C’est aussi la grandeur et la luminosité qui ont étonné Myriam, la maman de Célia et d’Éline. « L’ancienne bibliothèque était rikiki. Ici, l’espace est vaste avec plus d’ouvrages à disposition et il est donc plus fréquenté. Il faut espérer que ce ne soit pas vite trop petit ». Myriam a récemment profité avec ses filles d’un spectacle diffusé dans le cadre du festival du Grand Soufflet. « Le nouvel auditorium est agréable avec des enfants ». La petite famille a aussi suivi la construction du nouvel équipement : « Mon mari a travaillé sur le chantier. Il est plombier-chauffagiste. Il nous a accompagnées à l’ouverture pour montrer aux filles les sanitaires qu’il avait installés ». Aujourd’hui, Myriam est secondée par Céline, la mamie. « Venir à la médiathèque pour lire des livres était la sortie du jour. Nous finirons par les jeux d’enfants, dans le square », explique la maman. « J’apprécie ce côté cocon, intime, avec cette grande banquette et ses petits poufs. En revanche, je ne suis pas très rassurée sur la mezzanine avec l’impression de vide donnée par le garde-corps vitré ».
Pour découvrir l’exposition « Ce qui nous nourrit » du photographe Philippe Henry, Jacqueline, Jeanine et Albert se retrouvent pour la première fois dans les lieux. « C’est amusant de découvrir les portraits d’habitants que nous connaissons », explique Jeanine. Et d’ajouter : « Autrefois, nous allions à la bibliothèque pour les enfants. Elle était éloignée du centre bourg. Il fallait savoir qu’elle existait, à l’étage de la ferme des Perrières ! Ici, on la voit bien. C’est joli, accueillant et aménagé avec goût. » Pourtant, Albert s’interroge : « Il fallait sans doute cela pour l’avenir de la commune, mais il y a dû en avoir des surprises… J’ai bien peur de voir nos impôts flamber ! »

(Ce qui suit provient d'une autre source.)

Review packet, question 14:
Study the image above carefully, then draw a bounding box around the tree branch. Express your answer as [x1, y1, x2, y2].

« Un tel investissement est lourd pour la commune », confirme le maire Jean-Luc Chenut. D’autant plus qu’un effort exceptionnel est consenti pour doter la médiathèque des six postes de permanents nécessaires au bon fonctionnement. Pour l’équipe municipale, il s’agit d’un choix politique fort et prospectif . « La réponse aux besoins des Rheusois en matière de lecture publique était sous-dimensionnée, quatre fois inférieure à celle préconisée pour le ratio actuel de la population. Et en 2020, nous serons 10 000 habitants ! », rappelle le maire. « Cet équipement nous permet désormais de développer un projet de lecture publique et une médiation culturelle menés en interface avec un grand nombre de structures et d’associations de la commune », ajoute-t-il. Une programmation partenariale qui propose des conférences, des projections, des spectacles, grâce à l’auditorium de 79 places.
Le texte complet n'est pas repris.